Placement policies
PowerVC uses placement policies to determine which host to deploy an image to. The placement policies are associated with host groups.
- Striping
- The striping placement policy distributes your virtual machines evenly across all of your hosts. For each deployment, PowerVC determines which hosts have enough processing units and memory to meet the requirements of the virtual machine. Other factors for determining eligible hosts include the storage and network connectivity that are required by the virtual machine. From the group of eligible hosts, PowerVC chooses the host that contains the fewest number of virtual machines and places the virtual machine on that host.
- Packing
- The packing placement policy places virtual machines on a single host until its resources are fully used, and then it moves on to the next host. For each deployment, PowerVC determines which hosts have enough processing units and memory to meet the requirements of the virtual machine. Other factors for determining eligible hosts include the storage and network connectivity that are required by the virtual machine. From the group of eligible hosts, PowerVC chooses the host that contains the most virtual machines and places the virtual machine on that host. After the resources on this host are fully used, PowerVC moves on to the next eligible host that contains the most virtual machines.
- CPU utilization balanced
- This placement policy places virtual machines on the host that has the lowest CPU utilization in the host group. The CPU utilization is computed as a running average over the last 15 minutes.
- Memory utilization balanced
- This placement policy places virtual machines on the host that has the lowest memory utilization
in the host group. The memory utilization is computed as a running average over the last 15 minutes.
- HMC managed hosts do not accurately report their memory utilization. Therefore, host groups that use this policy should not contain HMC managed hosts. If there are any HMC managed hosts in the host group, PowerVC always targets the HMC hosts for placement because their utilization is recorded as 0.
- All virtual machines on a PowerVC host should have RMC running for the most accurate memory utilization estimates.
- CPU allocation balanced
- This placement policy places virtual machines on the host that has the lowest percentage of its
CPU allocated after the deploy or relocation.
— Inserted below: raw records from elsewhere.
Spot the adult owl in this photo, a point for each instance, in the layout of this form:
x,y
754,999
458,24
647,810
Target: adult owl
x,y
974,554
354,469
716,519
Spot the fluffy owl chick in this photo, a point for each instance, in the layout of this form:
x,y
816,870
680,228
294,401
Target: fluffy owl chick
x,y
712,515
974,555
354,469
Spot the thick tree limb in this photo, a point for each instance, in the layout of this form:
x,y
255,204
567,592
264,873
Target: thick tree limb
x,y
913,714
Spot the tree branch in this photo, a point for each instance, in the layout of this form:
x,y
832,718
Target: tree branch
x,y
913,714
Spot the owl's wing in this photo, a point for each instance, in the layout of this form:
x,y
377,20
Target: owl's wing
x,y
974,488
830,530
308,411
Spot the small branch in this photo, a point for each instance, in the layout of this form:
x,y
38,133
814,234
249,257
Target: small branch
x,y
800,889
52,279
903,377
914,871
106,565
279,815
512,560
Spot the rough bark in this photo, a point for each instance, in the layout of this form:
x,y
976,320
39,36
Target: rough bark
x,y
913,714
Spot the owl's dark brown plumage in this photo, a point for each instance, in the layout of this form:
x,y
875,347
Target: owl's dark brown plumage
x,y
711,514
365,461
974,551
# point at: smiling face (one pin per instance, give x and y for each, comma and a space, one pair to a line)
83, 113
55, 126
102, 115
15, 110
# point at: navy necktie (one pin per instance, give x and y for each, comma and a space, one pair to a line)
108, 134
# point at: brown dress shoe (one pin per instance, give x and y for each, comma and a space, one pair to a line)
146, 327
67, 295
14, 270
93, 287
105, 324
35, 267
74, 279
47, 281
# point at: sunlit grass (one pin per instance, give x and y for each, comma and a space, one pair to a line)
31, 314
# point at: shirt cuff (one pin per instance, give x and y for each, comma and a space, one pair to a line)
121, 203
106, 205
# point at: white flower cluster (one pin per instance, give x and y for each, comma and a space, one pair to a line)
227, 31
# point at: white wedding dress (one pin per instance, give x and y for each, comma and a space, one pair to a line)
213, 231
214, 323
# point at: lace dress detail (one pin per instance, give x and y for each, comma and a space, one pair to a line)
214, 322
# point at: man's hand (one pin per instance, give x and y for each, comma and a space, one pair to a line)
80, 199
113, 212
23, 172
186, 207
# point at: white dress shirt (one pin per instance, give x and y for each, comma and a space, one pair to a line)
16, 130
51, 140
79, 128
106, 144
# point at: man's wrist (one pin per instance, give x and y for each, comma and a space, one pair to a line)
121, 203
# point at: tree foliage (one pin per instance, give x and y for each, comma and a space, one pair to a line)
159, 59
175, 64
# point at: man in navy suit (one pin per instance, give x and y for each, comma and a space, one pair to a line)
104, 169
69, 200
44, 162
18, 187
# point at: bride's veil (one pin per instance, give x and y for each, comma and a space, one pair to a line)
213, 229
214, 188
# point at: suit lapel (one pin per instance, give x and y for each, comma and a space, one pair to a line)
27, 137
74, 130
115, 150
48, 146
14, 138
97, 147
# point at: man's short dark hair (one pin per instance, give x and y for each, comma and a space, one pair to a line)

For example, consider an environment with two hosts.
- Host 1: Has 16 total processors, 4 of which are assigned to virtual machines.
- Host 2: Has 4 total processors, 2 of which are assigned to virtual machines.
Assume that the user deploys a virtual machine that requires one processor. Host 1 would have (4+1)/16, or 5/16 of its processors allocated. Host 2 would have (2+1)/4, or 3/4 of its processors allocated. Therefore, the virtual machine is scheduled to Host 1.
- Memory allocation balanced
- This placement policy places virtual machines on the host that has the lowest percentage of its
memory that is allocated after a virtual machine deploy or relocation.
For example, consider an environment with two hosts.
- Host 1: Has 16 GB total memory, 4 GB of which is assigned to virtual machines.
- Host 2: Has 4 GB total memory, 2 GB of which is assigned to virtual machines.
Assume that the user deploys a virtual machine that requires 1 GB of total memory. Host 1 would have (4+1)/16, or 5/16 of its memory allocated. Host 2 would have (2+1)/4, or 3/4 of its memory allocated. Therefore, the virtual machine is scheduled to Host 1.